Wenn die Technologie jedoch massive Vorteile für die Masse der Menschen besitzt, wird sie sich durchsetzen, v.a. dann, wenn sie mehr Effizienz, mehr Wohlstand und mehr Lebensqualität erzeugt.

Die Blockchain-Technologie ist als fortschrittliche Technologie erkannt worden und wird grundsätzlich auch von Wirtschaftsunternehmen und Regierungen gefördert. Kryptowährungen werden also bleiben und sich durchsetzen.
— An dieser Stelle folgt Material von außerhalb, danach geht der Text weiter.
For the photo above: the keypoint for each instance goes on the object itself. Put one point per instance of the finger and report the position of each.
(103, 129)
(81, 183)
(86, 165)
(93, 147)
In welcher Form, das hängt von der breiten Akzeptanz und von den gesetzlichen Rahmenbedingungen ab.

Die Branche macht rasante Fortschritte und wird die oben beschriebenen Probleme überwinden. Und je mehr das klassische Finanz- und Wirtschaftssystem seinem Ende zusteuert, desto wahrscheinlicher werden die Menschen nach Alternativen suchen.